Júlio de Matos entende que o fato de tratar a área da saúde como política de governo inebria a perspectiva de política pública de Estado, atrofiando mecanismos de financiamento e gestão

Pense num cenário de gente doente, sem assistência e tampouco acesso a programas de prevenção em saúde. Ali chega um cidadão, enche uma van com essas pessoas e as leva para um hospital ou posto de saúde. No segundo ato, esse camarada é eleito vereador. A história é conhecida, mas mascara uma relação que se dá em outro nível da mesma forma. Guardadas as proporções, é o que ocorre quando a área da saúde é assumida como política de governo e não como uma política pública de Estado. “A descontinuidade de políticas públicas e a desarticulação entre os níveis de gestores é muito evidente”, analisa Júlio Dorneles de Matos, especialista em Gestão Empresarial com experiência como gestor na área da saúde. “É lamentável, mas não há políticas de Estado para o setor da saúde, e sim políticas de governos, descontinuadas a cada momento, sem qualquer olhar estratégico de médio ou longo prazo”, completa.

Na entrevista a seguir, concedida por e-mail à IHU On-Line, ele fala como gestor de hospitais filantrópicos e santas casas, que respondem por grande parte dos procedimentos do Sistema Único de Saúde – SUS. “As santas casas e os hospitais filantrópicos têm a obrigação legal de destinar parcela importante de suas estruturas assistenciais para o SUS”, enfatiza. 

Júlio Dorneles de Matos é advogado, especialista em Gestão Empresarial. Atualmente, exerce as funções de Diretor Geral e de Relações Institucionais da Irmandade da Santa Casa de Misericórdia de Porto Alegre. Ainda integra o Conselho de Administração da Confederação das Santas Casas de Misericórdia, Hospitais e Entidades Filantrópicas – CMB. Foi presidente da Federação das Santas Casas dos Hospitais Beneficentes, Religiosos e Filantrópicos do Rio Grande do Sul e do Sindicato dos Hospitais Filantrópicos do Rio Grande do Sul.


Confira a entrevista.


IHU On-Line - Quais os avanços em termos de saúde pública, especialmente para usuários, que a implantação do Sistema Único de Saúde - SUS trouxe?

Júlio Dorneles de Matos - A partir de 1988, com o advento do Sistema Único de Saúde, todo o cidadão brasileiro passou a ter direito a uma assistência universal, integral e gratuita, sob responsabilidade dos três níveis dos gestores públicos, especialmente a União. Assim, os principais avanços dizem respeito ao exercício da plena cidadania, com a extinção da indigência e a prerrogativa ao acesso para todos, contribuintes ou não da previdência social.
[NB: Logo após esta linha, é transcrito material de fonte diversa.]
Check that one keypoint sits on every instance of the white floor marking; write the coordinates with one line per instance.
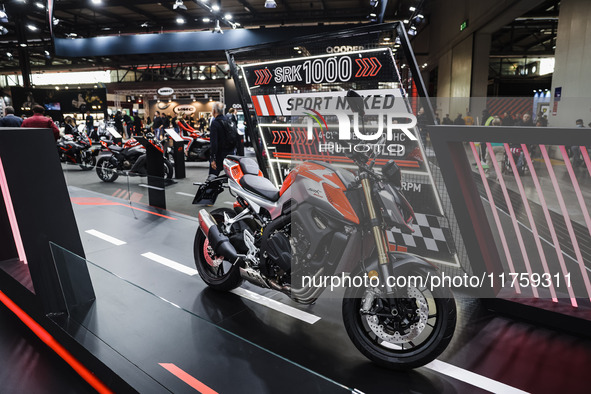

Os avanços são inquestionáveis, especialmente quando verificamos números tão grandiosos, como, por exemplo, 4,1 bilhões de procedimentos ambulatoriais/ano, 11,5 milhões de internações hospitalares/ano, 95% de transplantes realizados pelo SUS, com redução de 41,7% das pessoas que estão em fila de espera, 300 milhões de doses de vacinas, sendo oferecidos gratuitamente 42 tipos de imunobiológicos e 25 vacinas, levando à erradicação da poliomielite e varíola e à eliminação da circulação dos vírus do sarampo e da rubéola, entre outros; 96% das vacinas são produzidas no Brasil ou estão em processo de transferência de tecnologia. Atualmente são ofertados 810 medicamentos pelo SUS, dentre esses para diabéticos e hipertensos.


IHU On-Line - Como o senhor avalia a articulação entre o público e o privado dentro do SUS? Qual o papel de hospitais filantrópicos e santas casas dentro do Sistema?

Júlio Dorneles de Matos - Na realidade, a articulação entre os sistemas público e privado é extremamente superficial, sem comunicação de políticas e iniciativas independentes. A Agência Nacional de Saúde – ANS, embora órgão do Ministério da Saúde, pouco se relaciona com a pasta e crescentemente está a impor às operadoras privadas de saúde obrigações alheias aos contratos firmados com os usuários, gerando impactos importantes em custos e à própria sustentabilidade do sistema.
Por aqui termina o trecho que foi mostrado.